Können Sie sich noch erinnern?
Finden Sie es als Projektleiter abwegig ein Projekttagebuch zu führen? Haben Sie überhaupt schon einmal von einem Projekttagebuch gehört? Wenn nicht, dann ist es Zeit ein nützliches, aber sehr unterschätztes Hilfsmittel im Projektalltag kennen zu lernen.
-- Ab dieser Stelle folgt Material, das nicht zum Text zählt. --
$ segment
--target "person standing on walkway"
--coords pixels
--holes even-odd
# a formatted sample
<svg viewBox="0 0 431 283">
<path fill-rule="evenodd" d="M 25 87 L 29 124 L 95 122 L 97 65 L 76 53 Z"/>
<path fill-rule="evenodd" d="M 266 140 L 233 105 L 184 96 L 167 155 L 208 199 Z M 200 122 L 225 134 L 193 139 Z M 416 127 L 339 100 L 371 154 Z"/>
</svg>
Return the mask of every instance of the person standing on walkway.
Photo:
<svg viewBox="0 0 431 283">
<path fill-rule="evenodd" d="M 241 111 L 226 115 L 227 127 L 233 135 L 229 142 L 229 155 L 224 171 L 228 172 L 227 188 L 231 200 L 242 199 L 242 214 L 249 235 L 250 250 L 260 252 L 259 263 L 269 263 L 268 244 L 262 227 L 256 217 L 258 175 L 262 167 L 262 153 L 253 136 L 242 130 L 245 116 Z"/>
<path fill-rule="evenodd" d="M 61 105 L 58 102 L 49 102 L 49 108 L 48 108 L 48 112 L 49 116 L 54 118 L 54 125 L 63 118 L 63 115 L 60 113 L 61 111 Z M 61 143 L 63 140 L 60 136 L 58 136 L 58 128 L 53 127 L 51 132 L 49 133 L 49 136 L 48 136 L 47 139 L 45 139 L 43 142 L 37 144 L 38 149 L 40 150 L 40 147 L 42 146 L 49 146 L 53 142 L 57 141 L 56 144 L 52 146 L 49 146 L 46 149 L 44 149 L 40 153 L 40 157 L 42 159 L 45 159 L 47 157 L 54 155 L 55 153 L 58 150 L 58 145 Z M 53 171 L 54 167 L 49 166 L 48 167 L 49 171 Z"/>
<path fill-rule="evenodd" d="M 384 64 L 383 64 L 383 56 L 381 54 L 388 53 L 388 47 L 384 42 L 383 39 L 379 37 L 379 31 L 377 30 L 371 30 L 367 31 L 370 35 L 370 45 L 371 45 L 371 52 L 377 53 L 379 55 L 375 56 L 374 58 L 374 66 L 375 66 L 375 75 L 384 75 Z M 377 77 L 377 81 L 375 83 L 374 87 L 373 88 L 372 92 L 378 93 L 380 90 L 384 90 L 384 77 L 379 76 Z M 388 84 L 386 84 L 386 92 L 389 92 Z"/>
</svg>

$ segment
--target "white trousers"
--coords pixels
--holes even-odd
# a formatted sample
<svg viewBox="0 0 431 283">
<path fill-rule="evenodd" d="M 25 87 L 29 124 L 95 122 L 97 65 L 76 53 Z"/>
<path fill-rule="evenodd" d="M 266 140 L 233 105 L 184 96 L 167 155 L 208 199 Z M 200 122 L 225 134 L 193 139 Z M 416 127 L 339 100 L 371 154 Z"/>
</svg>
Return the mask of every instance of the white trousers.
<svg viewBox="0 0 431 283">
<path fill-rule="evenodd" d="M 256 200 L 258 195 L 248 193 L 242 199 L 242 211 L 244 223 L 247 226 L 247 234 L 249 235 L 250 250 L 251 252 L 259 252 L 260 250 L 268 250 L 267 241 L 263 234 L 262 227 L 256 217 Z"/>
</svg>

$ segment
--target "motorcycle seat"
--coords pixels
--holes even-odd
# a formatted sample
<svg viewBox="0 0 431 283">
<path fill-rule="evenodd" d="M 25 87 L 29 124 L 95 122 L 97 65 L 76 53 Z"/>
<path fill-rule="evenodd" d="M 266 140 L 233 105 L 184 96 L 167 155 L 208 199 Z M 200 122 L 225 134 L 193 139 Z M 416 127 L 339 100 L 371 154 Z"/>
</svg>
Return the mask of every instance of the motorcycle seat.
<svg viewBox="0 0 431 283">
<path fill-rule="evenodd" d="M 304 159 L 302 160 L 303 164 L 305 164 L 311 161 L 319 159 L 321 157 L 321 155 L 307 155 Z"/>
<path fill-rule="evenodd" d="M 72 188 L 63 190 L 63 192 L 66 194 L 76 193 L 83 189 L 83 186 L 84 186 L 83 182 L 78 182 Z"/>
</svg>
Können Sie sich noch erinnern, was für Entscheidungen im letzten Kundenmeeting getroffen wurden, wann Sie Ihre Forecast für die Projektkosten angepasst haben, wer beim letzten Baustellenbesuch vom Kunden anwesend war und was die Kerndiskussionspunkte waren und wie das produzierte Produkt genau aussah? Viele Fragen, bei denen die Antworten in der Vergangenheit liegen und oft schwer direkt aus dem Gedächtnis heraus beantwortet werden können. Als Projektleiter hatte ich vor einiger Zeit auch die Erfahrung gemacht, dass ich nicht mehr genau und sofort nachvollziehen konnte, wann wir in den letzten Monaten unsere Financial Forecast für das Projekt angepasst haben. Es hat mich dann einiges an Zeit gekostet die E-Mails des letzten Monate durchzuschauen. Das war für mich der Schritt zum Projekttagebuch.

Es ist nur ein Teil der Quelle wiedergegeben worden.